The unborn is a separate and distinct individual human being. And deep down we all understand that.
What about rape and incest?
This is a situation in which the moral and emotional complexity of the circumstances surrounding pregnancy is used to cloud the morality of abortion itself.
Once more we ask the question, what is the unborn?
We’ve already established that the unborn are separate and distinct human beings who are simply in a different stage of development than born people. Using the argument of rape or incest is simply an attempt to point to the circumstances of that child’s conception as a reason nullify his or her humanity.
The question has to be asked as to why the circumstances under which a child is conceived have any bearing on the value of the child itself. Randy Alcorn writes the question this way: “Are some children more worthy to live because their fathers were better people?” I would add, are some children more worthy to live because they were conceived under more desirable conditions?
The answer is simple and obvious: no.
What is important to this challenge, as Alcorn points out, is not how a child is conceived, but that he was conceived. This brings us back to that initial question.

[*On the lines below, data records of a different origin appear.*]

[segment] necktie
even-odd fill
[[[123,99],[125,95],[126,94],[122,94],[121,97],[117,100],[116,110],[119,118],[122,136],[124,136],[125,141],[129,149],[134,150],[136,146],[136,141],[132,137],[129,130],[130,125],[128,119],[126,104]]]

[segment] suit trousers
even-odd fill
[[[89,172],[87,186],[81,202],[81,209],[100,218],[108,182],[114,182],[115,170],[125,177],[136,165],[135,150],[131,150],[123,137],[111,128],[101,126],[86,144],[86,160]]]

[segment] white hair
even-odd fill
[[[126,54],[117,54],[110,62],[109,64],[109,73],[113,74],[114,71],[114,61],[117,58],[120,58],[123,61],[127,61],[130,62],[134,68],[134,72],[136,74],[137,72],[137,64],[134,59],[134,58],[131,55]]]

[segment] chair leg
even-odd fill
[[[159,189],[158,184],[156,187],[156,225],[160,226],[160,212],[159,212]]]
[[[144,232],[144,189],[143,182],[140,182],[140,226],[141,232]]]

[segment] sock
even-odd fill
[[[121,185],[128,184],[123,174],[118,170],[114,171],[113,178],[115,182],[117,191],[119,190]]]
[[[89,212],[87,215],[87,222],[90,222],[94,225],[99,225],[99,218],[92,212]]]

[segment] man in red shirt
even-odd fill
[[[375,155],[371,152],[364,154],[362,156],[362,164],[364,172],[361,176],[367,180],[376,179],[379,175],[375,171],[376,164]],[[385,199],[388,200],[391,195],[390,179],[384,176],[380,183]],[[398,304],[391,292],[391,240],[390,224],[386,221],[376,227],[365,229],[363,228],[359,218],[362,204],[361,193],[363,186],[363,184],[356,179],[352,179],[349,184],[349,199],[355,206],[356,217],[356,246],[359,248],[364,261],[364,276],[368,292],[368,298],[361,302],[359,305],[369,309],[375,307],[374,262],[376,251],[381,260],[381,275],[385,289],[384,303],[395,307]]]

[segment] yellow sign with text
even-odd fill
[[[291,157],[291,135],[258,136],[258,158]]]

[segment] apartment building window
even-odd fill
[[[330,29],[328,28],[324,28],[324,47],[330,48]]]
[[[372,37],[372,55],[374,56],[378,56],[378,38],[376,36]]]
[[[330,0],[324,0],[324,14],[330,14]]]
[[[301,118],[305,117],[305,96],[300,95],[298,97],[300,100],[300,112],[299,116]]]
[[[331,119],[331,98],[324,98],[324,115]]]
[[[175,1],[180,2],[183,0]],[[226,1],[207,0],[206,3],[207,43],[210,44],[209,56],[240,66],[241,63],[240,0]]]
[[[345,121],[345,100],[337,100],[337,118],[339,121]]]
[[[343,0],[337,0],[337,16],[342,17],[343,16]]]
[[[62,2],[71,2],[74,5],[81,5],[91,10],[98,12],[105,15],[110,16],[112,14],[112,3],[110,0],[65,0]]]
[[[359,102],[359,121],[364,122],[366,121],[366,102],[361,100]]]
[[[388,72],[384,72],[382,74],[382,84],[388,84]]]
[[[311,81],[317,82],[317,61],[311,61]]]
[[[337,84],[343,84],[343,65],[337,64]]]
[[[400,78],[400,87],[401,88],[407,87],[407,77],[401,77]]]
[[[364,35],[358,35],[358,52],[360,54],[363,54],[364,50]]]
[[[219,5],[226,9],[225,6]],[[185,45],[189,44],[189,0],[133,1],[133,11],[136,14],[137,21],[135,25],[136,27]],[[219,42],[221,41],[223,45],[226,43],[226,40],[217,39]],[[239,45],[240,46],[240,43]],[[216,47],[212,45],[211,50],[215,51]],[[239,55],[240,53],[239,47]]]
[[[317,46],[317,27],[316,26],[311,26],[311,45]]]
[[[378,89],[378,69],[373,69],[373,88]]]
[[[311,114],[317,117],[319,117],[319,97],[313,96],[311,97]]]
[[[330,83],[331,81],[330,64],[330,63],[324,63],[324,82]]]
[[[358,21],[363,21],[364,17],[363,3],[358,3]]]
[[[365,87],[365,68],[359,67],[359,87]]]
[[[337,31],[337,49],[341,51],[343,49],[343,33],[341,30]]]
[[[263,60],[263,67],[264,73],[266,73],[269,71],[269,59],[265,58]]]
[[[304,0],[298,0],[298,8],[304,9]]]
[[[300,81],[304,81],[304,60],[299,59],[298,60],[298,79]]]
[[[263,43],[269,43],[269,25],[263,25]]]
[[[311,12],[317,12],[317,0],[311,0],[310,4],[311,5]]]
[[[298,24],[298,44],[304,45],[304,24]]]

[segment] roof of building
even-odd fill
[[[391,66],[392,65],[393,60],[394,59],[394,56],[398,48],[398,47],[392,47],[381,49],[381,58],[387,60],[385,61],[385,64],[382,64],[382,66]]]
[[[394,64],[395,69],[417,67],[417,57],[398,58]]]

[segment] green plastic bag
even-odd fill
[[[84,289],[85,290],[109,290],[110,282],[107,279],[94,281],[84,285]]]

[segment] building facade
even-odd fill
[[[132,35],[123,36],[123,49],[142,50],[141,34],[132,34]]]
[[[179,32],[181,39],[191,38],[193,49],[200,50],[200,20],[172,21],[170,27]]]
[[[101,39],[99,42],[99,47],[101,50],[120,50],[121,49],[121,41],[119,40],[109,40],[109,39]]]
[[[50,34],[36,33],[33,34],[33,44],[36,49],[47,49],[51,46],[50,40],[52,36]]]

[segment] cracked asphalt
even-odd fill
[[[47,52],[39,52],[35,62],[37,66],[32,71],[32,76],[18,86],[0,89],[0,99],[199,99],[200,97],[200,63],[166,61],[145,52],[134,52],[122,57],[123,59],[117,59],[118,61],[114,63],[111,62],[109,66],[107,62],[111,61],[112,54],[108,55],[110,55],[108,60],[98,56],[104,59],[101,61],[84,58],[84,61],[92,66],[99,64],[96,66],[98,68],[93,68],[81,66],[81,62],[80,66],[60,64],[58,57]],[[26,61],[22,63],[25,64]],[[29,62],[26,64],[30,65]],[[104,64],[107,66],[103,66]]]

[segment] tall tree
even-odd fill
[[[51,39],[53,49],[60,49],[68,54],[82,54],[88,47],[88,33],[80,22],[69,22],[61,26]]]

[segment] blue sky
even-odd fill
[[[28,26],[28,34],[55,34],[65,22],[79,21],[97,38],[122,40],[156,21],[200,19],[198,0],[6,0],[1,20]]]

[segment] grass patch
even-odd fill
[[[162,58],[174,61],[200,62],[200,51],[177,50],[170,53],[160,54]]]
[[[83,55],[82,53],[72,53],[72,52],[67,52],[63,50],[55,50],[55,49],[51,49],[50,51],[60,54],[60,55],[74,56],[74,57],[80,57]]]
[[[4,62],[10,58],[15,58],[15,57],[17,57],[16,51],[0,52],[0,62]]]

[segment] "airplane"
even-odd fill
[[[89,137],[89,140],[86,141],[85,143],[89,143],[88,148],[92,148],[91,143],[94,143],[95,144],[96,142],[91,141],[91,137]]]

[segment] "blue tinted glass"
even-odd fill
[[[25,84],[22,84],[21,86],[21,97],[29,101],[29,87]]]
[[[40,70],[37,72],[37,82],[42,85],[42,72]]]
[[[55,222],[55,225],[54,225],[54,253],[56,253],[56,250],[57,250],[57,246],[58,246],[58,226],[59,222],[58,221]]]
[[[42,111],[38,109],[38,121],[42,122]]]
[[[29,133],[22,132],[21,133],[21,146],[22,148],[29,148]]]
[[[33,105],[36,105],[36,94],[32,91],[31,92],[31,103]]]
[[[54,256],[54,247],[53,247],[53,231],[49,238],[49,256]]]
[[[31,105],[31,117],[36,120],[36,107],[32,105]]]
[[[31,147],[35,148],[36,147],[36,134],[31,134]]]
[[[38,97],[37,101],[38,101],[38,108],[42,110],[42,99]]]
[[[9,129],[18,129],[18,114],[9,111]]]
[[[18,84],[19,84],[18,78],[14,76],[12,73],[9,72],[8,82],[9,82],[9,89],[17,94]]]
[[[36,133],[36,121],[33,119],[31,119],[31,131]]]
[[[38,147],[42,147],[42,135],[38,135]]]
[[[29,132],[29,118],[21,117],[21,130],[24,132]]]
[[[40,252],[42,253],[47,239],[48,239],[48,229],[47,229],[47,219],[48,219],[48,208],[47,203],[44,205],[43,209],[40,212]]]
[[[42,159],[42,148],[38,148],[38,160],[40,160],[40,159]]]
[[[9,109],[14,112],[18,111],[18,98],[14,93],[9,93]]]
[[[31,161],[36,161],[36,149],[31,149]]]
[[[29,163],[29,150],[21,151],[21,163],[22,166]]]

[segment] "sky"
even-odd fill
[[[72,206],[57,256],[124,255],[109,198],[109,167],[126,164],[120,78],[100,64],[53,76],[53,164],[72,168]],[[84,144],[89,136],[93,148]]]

If the unborn child is a distinct and separate human being from the moment of conception, than the conditions surrounding his conception and who his father is have no bearing on his value. He is still a human being, worthy and deserving of life.
If the unborn person, conceived in rape, is a human being, than there is no way to justify punishing a child for the crime committed by his father. Instead of punishing a child by ending his life, we must punish the rapist.
Ultimately all challenges to the pro-life position can be refuted by asking and answering the question of who is the unborn. Science informs the answer. Ultrasound technology informs the answer. Our conscience informs the answer. And when we come to understand that the unborn is a person, as Koukl reminds us, no justification for abortion is adequate.